No último pregão da primeira semana de novembro, o Ibovespa opera em queda, após encerrar a quinta-feira, 6, com valorização pelo 12º pregão consecutivo e atingir novo recorde histórico. O recuo desta sexta-feira, 7, ocorre apesar do avanço do preço do petróleo e do crescimento do lucro trimestral da Petrobras, divulgado após o fechamento da B3.

Na quinta-feira, o índice fechou em alta de 0,03%, aos 153.338,63 pontos, renovando sua máxima histórica. "O momento está pedindo uma realização", avalia Pedro Cutolo, estrategista da ONE Wealth Management.

O principal indicador da B3 recua nesta sexta-feira, influenciado pela queda de 1,87% do minério de ferro no fechamento em Dalian. Além do balanço da Petrobras, outros resultados corporativos seguem no radar dos investidores, como Magazine Luiza, Suzano, Assaí e Lojas Renner.

A cautela também é reforçada pelo desempenho negativo das bolsas de Nova York. Investidores aguardam pronunciamentos de dirigentes do Federal Reserve (Fed), em busca de sinais sobre os próximos passos da política monetária, em meio a discursos divergentes de membros do banco central norte-americano. Também será divulgada a pesquisa de confiança e expectativas de inflação da Universidade de Michigan, enquanto o governo dos EUA enfrenta o 38º dia de shutdown.

Em Nova York, ressurgem temores sobre uma possível bolha no setor de tecnologia. A balança comercial chinesa de outubro, que apontou queda nas exportações, traz cautela, mas sem grandes alarmes, segundo Cutolo. "O dado gera muito ruído, mas uma consolidação leva mais tempo", pondera o estrategista, referindo-se aos possíveis efeitos das tarifas dos EUA sobre produtos chineses.

As preocupações com uma eventual bolha envolvendo empresas de inteligência artificial (IA) também estão em pauta, segundo William Castro Alves, economista e estrategista-chefe da Avenue. "Vimos algumas realizações, com o Nasdaq recuando após altas, mesmo com a temporada de balanços apresentando bons resultados nos Estados Unidos", afirma.

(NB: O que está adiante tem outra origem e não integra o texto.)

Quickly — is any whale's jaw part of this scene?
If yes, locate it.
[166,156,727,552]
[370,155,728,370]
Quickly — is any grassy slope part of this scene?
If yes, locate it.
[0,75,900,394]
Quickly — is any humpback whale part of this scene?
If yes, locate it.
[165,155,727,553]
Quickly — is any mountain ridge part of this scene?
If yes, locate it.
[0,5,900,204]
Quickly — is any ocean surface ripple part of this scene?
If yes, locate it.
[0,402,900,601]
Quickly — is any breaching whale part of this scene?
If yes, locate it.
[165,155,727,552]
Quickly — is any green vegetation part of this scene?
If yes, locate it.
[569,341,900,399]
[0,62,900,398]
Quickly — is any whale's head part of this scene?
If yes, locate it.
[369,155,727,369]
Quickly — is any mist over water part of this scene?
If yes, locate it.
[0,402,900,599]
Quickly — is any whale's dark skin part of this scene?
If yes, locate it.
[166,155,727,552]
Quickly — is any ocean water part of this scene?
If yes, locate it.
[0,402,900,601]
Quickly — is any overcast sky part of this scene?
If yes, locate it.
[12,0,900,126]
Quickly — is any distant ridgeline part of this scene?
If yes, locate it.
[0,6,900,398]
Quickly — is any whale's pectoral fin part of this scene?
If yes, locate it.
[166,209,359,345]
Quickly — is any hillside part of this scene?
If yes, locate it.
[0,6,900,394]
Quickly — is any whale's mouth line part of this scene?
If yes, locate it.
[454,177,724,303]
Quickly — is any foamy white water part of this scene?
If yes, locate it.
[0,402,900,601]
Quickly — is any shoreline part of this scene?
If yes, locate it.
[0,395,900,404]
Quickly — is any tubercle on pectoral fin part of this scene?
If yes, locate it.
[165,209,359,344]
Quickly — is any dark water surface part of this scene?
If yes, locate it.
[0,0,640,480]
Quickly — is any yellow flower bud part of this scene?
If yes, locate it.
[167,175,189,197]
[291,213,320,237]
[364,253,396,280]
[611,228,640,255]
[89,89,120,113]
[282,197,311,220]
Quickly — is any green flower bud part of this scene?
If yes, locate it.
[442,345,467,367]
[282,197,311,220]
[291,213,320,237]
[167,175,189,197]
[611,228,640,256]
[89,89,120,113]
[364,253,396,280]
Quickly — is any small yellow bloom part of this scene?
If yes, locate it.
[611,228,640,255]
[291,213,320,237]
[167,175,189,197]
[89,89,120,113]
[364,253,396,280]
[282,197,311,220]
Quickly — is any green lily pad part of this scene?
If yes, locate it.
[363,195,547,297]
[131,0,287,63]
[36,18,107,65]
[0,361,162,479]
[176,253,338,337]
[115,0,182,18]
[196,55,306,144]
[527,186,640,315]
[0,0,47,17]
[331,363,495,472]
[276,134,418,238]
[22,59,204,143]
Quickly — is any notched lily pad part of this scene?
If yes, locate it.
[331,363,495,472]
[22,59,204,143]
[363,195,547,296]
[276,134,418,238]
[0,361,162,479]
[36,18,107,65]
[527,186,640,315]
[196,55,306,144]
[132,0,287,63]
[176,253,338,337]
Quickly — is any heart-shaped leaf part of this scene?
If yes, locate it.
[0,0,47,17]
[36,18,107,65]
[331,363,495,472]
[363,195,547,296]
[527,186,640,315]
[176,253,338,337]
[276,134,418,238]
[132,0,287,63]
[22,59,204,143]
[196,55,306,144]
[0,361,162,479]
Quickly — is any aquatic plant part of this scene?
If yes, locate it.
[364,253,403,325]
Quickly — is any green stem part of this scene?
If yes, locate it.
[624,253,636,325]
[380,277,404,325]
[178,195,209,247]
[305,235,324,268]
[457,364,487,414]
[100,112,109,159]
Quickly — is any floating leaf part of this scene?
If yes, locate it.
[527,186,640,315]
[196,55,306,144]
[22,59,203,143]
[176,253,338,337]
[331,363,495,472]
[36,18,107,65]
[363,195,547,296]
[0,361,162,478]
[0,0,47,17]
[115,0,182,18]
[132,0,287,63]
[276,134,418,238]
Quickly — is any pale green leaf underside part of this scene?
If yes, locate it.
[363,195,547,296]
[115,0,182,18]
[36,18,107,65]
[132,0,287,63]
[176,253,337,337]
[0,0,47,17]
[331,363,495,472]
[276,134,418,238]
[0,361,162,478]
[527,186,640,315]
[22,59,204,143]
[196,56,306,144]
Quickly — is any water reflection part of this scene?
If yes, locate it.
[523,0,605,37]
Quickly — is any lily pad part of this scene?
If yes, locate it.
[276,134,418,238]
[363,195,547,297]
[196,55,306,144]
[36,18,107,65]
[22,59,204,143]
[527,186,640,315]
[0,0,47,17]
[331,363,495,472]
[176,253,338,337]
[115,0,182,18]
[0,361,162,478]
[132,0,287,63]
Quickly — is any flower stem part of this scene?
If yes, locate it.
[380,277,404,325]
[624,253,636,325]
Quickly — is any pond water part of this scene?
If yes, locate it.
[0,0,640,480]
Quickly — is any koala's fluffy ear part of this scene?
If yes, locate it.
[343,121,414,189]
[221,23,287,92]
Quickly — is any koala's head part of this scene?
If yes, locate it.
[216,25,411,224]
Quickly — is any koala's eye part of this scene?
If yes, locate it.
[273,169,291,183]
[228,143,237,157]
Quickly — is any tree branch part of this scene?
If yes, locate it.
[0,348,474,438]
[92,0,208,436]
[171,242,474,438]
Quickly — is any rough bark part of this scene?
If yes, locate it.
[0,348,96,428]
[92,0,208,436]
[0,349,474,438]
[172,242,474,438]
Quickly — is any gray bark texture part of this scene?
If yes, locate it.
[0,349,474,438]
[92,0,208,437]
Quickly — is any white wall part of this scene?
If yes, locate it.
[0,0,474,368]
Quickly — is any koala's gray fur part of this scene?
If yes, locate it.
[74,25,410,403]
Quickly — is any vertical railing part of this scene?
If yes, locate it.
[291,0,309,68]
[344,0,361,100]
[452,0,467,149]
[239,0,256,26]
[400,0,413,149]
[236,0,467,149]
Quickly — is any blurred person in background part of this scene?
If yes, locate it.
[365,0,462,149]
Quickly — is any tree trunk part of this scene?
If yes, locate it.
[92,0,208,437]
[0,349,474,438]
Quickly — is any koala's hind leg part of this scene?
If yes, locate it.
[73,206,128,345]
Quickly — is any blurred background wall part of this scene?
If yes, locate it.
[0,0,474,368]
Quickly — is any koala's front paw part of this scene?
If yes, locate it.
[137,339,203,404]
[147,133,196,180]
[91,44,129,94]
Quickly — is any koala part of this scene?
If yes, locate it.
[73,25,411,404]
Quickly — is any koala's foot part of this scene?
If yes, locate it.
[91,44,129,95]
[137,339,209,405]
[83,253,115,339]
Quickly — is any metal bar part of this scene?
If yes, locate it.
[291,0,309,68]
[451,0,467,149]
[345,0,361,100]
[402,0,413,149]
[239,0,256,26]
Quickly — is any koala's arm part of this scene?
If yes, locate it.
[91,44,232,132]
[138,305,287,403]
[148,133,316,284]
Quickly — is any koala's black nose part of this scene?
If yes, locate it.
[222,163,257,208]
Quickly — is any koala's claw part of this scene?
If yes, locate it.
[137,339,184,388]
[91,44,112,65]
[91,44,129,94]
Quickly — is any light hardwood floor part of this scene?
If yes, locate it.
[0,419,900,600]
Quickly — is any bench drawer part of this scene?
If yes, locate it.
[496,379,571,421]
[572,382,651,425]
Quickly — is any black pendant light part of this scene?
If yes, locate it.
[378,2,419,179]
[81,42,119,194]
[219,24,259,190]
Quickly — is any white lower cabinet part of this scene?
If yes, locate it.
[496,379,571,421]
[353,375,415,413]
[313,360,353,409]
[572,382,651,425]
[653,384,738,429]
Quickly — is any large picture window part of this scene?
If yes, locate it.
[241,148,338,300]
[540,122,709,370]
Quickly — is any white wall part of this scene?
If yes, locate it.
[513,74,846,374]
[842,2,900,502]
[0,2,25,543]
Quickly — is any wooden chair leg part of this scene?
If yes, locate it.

Para Castro Alves, a recente valorização em Nova York não indica uma bolha, mas sim uma mudança de avaliação, com questionamentos mais rigorosos dos investidores sobre o valor de algumas ações. Apesar da queda recente, o Nasdaq acumula alta de 19,38% em 2025.

No campo dos resultados, a Petrobras registrou lucro líquido de US$ 6 bilhões no terceiro trimestre de 2025, alta de 2,7% em um ano e de 27,3% em relação ao trimestre anterior, superando as expectativas. A estatal também aprovou dividendos de R$ 12,16 bilhões.

Para a Monte Bravo, os números apresentados pela Petrobras superaram as projeções, refletindo desempenho operacional sólido. A corretora destaca que os resultados operacionais positivos compensaram a geração de caixa, ainda pressionada por um capex ligeiramente mais elevado.

Além dos balanços do terceiro trimestre, destaca-se a decisão da China de retirar, nesta sexta-feira, a proibição de importação do frango brasileiro. O governo brasileiro também não descarta acionar o presidente Luiz Inácio Lula da Silva para intervir novamente nas negociações com os EUA sobre as tarifas. Hoje, Lula cumpre agenda em Belém (PA), acompanhando mais um dia da Cúpula de Líderes da COP30.

Às 11h30, o Ibovespa caía 0,60%, aos 152.417,52 pontos, na mínima do dia, ante máxima de 153.344,06 pontos, próximo ao nível de abertura. As ações da Petrobras subiam 0,39% (PN) e 0,89% (ON), após oscilações, enquanto Vale recuava 2,12%. Entre os grandes bancos, o maior recuo era de 1,18% (Bradesco PN).